Asthma attacks in children, who live near a busy, major roadway or a playground, is often severe, suggests a new study. Long-time exposure to traffic-related pollution and dust has been linked to asthma in children. According to a research conducted by the Beth Israel Deaconess Medical Center, children living within a football field’s length of major roadways had nearly three times the odds of paediatric asthma compared to children who lived four times farther away.
It has been long known that smog and pollution can bring on an asthma attack among children and adults who are already suffering from asthma. However, researchers had been uncertain about the role of long-term exposure to certain pollutants and its impact.
Why is pollution so bad
Poor air quality can worsen asthma symptoms for patients. Pollutants such as traffic fumes, or wood smoke, can quickly irritate your airways and trigger asthma symptoms. The particles that are found in dust, soot, smoke, diesel and petrol fumes are so small that they are likely to enter your lungs, making them inflamed and swollen.
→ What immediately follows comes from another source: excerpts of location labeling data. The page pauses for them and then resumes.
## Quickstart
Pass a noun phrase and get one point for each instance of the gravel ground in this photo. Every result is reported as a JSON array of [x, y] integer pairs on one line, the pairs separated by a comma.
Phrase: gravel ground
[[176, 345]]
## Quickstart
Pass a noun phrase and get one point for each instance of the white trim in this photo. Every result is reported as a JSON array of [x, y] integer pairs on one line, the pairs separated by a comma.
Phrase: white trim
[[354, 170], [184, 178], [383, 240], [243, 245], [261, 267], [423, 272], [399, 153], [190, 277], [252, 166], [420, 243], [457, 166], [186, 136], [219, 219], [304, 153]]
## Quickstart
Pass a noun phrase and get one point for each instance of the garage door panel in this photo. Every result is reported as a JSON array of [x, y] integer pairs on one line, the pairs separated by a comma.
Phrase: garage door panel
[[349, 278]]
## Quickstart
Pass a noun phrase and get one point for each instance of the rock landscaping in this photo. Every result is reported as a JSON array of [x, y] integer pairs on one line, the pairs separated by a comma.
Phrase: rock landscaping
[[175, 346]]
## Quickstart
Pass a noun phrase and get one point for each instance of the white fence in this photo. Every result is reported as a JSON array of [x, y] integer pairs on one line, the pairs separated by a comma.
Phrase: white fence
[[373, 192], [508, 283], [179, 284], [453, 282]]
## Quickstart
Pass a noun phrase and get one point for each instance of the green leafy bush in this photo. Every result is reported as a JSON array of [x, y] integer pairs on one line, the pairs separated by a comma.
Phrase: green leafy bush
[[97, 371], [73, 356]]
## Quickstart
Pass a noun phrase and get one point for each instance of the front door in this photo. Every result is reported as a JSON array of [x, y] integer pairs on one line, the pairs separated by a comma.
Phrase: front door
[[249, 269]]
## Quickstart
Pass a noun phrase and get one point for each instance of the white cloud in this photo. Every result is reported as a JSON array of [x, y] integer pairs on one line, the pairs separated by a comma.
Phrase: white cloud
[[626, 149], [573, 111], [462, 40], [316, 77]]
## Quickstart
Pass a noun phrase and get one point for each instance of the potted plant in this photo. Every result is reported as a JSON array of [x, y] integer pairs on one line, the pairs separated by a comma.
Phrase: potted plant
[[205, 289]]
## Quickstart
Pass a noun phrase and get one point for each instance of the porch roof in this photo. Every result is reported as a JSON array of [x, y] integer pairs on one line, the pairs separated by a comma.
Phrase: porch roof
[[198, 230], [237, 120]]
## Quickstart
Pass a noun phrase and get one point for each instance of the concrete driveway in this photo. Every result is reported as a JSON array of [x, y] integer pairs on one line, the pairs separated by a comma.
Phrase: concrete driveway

This can also trigger an asthma attack.
Pollution can be really harmful to children as they are more at risk from its effects because they have faster breathing rates and their lungs are still developing. What makes it worse is that symptoms of asthma — wheezing, chronic cough — are common and can thus lead to misdiagnosis.
Method for research
For the study, researchers analysed data from 1,522 Boston-area children born between 1999 and 2002 whose mothers had enrolled in a long-term study called Project Viva. The project was established to study how environmental factors such as sleep, eating habits and exposure to pollution can impact a child’s health.
“Our previous research demonstrated that living close to a major roadway and lifetime exposure to air pollutants were associated with lower lung function in seven- to ten-year-old children,” said corresponding author Mary B. Rice. “We suspected that these exposures would also be associated with paediatric asthma.”
The researchers also linked home addresses to census data and satellite-derived atmospheric data to calculate each participant’s daily exposure to fine particulate matter (PM) – tiny particles suspended in the air that when inhaled deposit in the terminal sacs of the lung.
The findings
The study revealed that children who living less than 100 metres from a major road had nearly three times the odds of current asthma.“Even in the Boston area, where pollution levels are relatively low and within Environmental Protection Agency standards, traffic-related pollutants appear to increase the risk of asthma in childhood”, added Rice.
Lifetime exposure to black carbon and fine PM were also linked to asthma in early childhood (ages three to five years), but in mid-childhood (ages seven to 10 years), these pollutants were associated with asthma only among girls.